7 Mart 2011 Pazartesi

1970 lere kadar bankalar ikramiye çekilişleri yaparlardı


 1930'dan 70'lere ikramiye çekilişleri

'Daireniz bizden' 

30'lu yıllarda bankalar tasarrufu teşvik etmek, 'yastık altı'na son vermek için, ikramiye çekilişleri düzenlemeye başladılar. Bu uygulama 40 yıl boyunca, gündelik hayatın da renkli bir parçası haline geldi.

Murat Koraltürk / Popüler TARİH / Ocak 2002 

………..

31 Ekim Tasarruf Günü

Türkiye'de tasarruf alışkanlı­ğını geliştirmeye yönelik önemli bir girişim olarak 29 Aralık 1929'da Milli İktisat ve Tasarruf Cemiyeti kuruldu. Başta bu ce­miyet olmak üzere, çeşitli ku­rumlar tarafından bastırılan ilan, afiş ve diğer araçlarla, ka­muoyunda tasarruf alışkanlığı ve terbiyesinin geliştirilmesi ve yaygınlaştırılmasına çalışıldı.

…………

1924 yılında, Birinci Uluslarara­sı Tasarruf Kongresi'nde kabul edilen 31 Ekim günü, 1935'ten itibaren Türk bankaları tarafın­dan da 'Tasarruf Günü' olarak kutlanmaya başlandı.

 

Çekilişler başlıyor

1930'ların ortasına gelindi­ğinde, bankalar yaygın tasarruf alışkanlıklarını değiştirmek yani menkul değerlerin banka dışı kurum ve araçlarla, başta 'yastık altı' olmak üzere değerlendiril­mesi ve gayrimenkul değerlere dönüşmesi yerine, 'mevduat' olarak bankalara yatırılması için girişimlere yöneldiler.

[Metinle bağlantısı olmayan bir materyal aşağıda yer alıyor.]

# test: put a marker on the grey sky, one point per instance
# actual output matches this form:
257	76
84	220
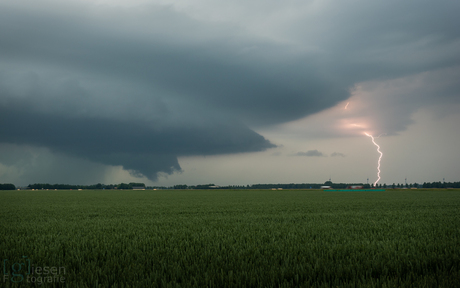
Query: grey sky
142	84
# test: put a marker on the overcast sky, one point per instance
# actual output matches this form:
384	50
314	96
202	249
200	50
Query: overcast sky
228	92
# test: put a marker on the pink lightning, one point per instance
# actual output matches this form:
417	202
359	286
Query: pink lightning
380	158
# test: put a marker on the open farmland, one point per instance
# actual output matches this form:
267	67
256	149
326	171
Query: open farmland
233	238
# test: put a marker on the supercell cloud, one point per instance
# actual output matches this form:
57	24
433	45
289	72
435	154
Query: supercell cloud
138	85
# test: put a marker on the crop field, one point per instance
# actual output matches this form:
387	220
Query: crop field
230	238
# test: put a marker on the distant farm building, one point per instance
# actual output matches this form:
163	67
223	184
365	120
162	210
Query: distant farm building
355	187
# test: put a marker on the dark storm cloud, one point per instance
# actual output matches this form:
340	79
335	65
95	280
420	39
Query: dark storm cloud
311	153
140	86
136	146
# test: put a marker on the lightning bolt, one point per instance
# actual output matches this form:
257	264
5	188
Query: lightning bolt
380	157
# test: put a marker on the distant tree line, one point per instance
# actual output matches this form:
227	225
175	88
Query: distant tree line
127	186
7	187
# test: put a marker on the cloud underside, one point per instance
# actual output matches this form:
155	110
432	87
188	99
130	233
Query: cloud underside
139	86
311	153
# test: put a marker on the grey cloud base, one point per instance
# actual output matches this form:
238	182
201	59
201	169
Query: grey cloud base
136	146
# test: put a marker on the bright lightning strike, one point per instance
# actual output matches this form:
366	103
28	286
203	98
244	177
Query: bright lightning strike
380	158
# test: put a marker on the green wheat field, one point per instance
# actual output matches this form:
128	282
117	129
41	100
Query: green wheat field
230	238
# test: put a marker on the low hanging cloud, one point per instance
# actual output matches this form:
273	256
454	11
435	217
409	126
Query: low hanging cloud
139	85
310	153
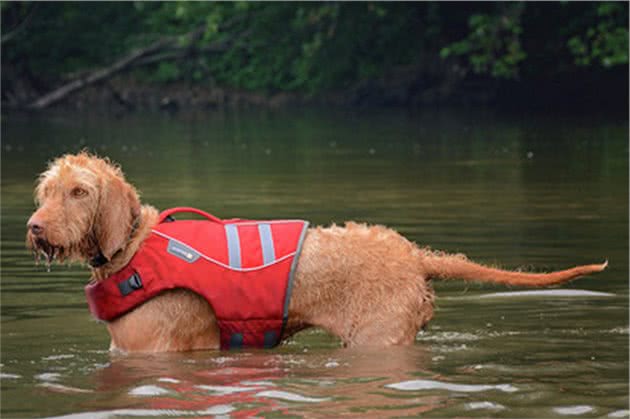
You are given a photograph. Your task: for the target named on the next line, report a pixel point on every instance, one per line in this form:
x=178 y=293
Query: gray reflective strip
x=287 y=297
x=234 y=246
x=266 y=243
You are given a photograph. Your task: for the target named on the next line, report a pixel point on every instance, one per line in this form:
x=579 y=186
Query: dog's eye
x=78 y=192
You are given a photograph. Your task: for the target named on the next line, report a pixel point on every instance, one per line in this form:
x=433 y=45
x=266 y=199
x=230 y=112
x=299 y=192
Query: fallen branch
x=58 y=94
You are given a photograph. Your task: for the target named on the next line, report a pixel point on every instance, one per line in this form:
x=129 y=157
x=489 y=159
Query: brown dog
x=365 y=284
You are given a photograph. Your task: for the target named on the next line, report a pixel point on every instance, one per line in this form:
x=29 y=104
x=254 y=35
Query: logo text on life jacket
x=182 y=251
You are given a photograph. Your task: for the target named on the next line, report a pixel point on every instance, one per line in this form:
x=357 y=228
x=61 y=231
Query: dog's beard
x=51 y=252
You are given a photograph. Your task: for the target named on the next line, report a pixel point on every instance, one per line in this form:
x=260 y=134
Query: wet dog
x=367 y=285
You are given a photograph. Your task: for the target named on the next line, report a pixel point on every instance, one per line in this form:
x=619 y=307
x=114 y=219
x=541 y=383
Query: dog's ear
x=118 y=207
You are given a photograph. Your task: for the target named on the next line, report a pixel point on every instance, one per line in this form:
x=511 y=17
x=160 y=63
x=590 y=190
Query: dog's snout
x=36 y=226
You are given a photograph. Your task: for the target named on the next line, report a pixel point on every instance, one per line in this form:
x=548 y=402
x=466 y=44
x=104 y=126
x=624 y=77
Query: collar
x=100 y=259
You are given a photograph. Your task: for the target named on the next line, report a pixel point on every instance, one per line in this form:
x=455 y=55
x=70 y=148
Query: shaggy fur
x=365 y=284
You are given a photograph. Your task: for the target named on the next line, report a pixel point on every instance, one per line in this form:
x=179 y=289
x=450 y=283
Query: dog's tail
x=444 y=266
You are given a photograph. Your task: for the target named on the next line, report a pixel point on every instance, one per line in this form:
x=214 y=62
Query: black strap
x=130 y=284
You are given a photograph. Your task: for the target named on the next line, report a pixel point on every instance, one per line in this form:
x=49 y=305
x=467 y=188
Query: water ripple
x=413 y=385
x=292 y=397
x=574 y=410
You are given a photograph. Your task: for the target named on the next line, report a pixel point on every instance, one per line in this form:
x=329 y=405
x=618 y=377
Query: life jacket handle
x=166 y=213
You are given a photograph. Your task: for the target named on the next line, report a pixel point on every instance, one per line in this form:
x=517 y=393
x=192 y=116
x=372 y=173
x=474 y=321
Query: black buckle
x=130 y=284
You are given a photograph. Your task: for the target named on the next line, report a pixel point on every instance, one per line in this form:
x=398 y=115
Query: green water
x=523 y=191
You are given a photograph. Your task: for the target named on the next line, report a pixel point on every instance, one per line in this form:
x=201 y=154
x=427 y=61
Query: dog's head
x=85 y=206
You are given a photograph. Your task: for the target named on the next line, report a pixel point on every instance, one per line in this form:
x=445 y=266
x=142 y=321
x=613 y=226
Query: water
x=526 y=191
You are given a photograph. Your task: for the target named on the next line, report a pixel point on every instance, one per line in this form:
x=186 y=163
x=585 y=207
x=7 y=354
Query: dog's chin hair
x=67 y=253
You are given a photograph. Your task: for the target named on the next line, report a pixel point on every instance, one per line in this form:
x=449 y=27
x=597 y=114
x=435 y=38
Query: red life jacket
x=244 y=269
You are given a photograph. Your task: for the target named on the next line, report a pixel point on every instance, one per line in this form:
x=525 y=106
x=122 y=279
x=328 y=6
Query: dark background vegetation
x=175 y=54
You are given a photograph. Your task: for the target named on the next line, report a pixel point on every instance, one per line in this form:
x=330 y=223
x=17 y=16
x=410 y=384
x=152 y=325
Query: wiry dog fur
x=365 y=284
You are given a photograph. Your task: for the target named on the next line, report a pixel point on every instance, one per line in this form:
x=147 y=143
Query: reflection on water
x=525 y=191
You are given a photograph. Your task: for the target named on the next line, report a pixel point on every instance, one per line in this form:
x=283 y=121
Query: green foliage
x=493 y=45
x=309 y=47
x=604 y=42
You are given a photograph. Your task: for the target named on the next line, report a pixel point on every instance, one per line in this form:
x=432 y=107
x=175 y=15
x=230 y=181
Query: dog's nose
x=36 y=226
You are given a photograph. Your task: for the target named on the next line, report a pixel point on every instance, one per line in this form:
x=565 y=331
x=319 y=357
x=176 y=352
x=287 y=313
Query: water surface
x=522 y=191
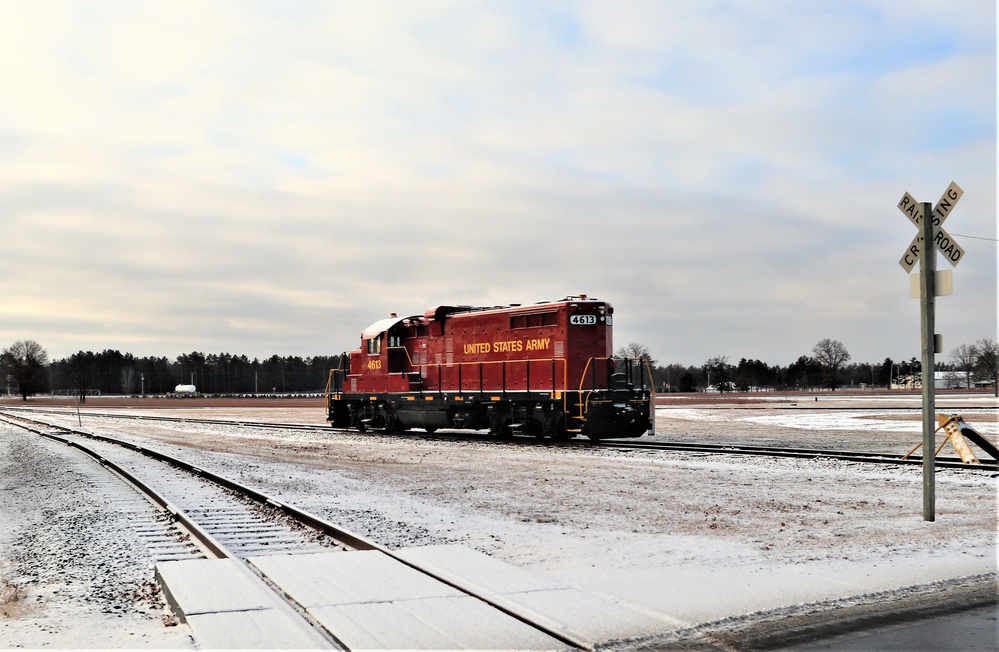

Kumbara ile başlayan yeni tasarruf alışkanlığı, 1930'da ön­ce İş Bankası, ardından aynı yıl içinde, birkaç ay sonra, Ziraat Bankası'nın da uygulamaya baş­ladığı 'Tasarruf Teşvik İkrami­yesi' ile yeni bir boyut kazandı. 1930'ların ortasına gelindi­ğinde, ikramiye uygulamasının tasarrufların artışına olumlu etki yaptığı görüldü. 'Mudi' sayısı ve 'mevduat' miktarında, öncesiyle karşılaştırıldığında, büyük artış­lar kaydedildi. 

'İkramiyeli Aile Cüzdanı' 60'lı yılların gündelik yaşamında sık kullanılan sözcüklerdir: "1961'in Güzel Çocukları" yarışmasında 5. gelen Demet İykar, Yapı Kredi Bankası Denizli Şubesi'nden 'İkramiyeli Aile Cüzdanı'nı alıyor.

HER 100 LİRAYA BİR KURA – İkramiyeli Aile Cüzdanı

1944'te kurulan Yapı ve Kredi Bankası'nın ilk kez 1945'te uygulamaya başladığı gayrimenkul ikramiyelerine ka­dar ikramiye çekilişleri, kumba­ra sahipleri arasında ve ikramiye olarak para dağıtılmasından iba­retti.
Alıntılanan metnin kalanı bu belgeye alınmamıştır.